I attempted to broaden my horizons by reading books about how people learn, and let me tell you, for a guy who went through college, graduate school, and a stint in medical school with an undiagnosed reading disability, this was no small task! At the end of the day, I was still searching for the missing pieces…until Rotary Swing.
“Most teachers are knowledgeable. Good teachers are intelligent. Great teachers are patient. Exceptional teachers are students themselves.” (Dale Dubin. M.D.)

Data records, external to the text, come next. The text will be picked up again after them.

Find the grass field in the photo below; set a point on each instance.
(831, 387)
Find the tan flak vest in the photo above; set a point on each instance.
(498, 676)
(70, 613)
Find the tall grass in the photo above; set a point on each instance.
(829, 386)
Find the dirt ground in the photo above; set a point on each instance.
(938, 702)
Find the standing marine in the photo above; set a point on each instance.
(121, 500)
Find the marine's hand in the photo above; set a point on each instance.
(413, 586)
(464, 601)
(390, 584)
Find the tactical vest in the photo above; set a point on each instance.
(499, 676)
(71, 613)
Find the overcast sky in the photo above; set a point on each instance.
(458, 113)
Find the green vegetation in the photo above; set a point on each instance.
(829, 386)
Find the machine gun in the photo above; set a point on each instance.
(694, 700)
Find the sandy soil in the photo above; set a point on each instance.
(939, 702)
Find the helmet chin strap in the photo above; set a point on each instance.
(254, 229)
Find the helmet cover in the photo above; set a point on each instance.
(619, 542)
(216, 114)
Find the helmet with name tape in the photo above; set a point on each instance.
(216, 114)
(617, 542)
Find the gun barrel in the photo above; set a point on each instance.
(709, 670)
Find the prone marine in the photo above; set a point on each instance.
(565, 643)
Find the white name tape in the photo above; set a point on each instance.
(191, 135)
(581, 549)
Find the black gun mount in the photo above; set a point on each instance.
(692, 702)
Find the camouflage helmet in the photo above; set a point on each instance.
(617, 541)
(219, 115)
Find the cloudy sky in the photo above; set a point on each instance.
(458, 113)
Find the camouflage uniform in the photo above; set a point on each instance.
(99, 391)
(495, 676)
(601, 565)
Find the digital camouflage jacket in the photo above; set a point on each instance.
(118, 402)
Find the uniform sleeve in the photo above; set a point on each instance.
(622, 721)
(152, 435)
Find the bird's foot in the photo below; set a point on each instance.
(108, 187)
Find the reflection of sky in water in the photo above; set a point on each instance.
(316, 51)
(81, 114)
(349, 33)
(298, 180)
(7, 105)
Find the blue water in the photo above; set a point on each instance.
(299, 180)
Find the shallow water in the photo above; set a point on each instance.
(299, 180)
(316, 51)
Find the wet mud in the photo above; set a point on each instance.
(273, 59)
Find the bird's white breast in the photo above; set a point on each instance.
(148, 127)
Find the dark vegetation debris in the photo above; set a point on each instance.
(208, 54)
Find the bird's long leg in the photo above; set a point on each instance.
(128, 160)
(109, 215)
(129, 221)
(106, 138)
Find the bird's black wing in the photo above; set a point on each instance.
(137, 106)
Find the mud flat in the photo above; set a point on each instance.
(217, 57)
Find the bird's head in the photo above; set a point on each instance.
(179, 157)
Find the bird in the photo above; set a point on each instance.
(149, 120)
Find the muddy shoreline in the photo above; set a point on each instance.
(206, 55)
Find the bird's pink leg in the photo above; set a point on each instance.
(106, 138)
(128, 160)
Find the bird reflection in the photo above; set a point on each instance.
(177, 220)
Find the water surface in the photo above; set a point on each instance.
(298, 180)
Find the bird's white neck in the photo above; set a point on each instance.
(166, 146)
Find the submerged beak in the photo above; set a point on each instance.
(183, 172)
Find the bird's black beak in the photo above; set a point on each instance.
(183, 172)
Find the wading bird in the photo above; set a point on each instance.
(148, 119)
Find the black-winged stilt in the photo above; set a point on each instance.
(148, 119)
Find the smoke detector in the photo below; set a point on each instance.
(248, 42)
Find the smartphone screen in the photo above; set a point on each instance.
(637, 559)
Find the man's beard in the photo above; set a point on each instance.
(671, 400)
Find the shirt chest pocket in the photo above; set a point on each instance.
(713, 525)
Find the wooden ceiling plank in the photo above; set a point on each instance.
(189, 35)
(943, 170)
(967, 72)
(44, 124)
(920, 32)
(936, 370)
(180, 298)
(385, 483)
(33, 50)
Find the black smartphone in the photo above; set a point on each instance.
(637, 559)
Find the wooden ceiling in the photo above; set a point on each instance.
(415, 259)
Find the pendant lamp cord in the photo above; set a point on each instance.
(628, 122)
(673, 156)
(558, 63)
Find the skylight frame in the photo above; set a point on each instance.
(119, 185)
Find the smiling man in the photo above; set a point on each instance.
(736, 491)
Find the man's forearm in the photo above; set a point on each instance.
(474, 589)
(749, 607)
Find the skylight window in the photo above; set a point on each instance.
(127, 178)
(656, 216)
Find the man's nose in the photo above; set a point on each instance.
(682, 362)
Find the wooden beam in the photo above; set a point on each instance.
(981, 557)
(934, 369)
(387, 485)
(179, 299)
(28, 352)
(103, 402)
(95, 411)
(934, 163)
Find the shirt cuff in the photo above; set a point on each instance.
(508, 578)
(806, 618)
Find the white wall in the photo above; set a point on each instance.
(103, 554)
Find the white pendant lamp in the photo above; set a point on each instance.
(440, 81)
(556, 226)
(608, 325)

I was knowledgeable, I was intelligent, and I was patient; so what was still missing? Meeting Chuck Quinton and Alison Thietje gave my elusive question a definitive answer; I was missing “The How.” I lacked the key kinesthetic knowledge to explain to my students how to swing the club. There are a number of ways to turn your shoulders, but only one correct way to initiate the movement, remain centered, and create centripetal force. Rotary Swing, unlike my swing model, was not based on opinions and preferences, but it was based on medical and scientific facts about how the body is designed to move. This made everything crystal clear in my eyes; it does not matter if you can manipulate the club haphazardly into a series of “correct” positions if the origin of movement is wrong. You are destined to fail more often than you are destined to succeed.
The process of discovery for me has been a six month journey that I have enjoyed every step of the way. I continue to learn something new every single day I encounter a student, whether it be online or in person. I will make certain that never changes because being a Rotary Swing Instructor is not just about being a knowledgeable, a good, or a great teacher; it is about being a student myself, and striving to be an exceptional teacher.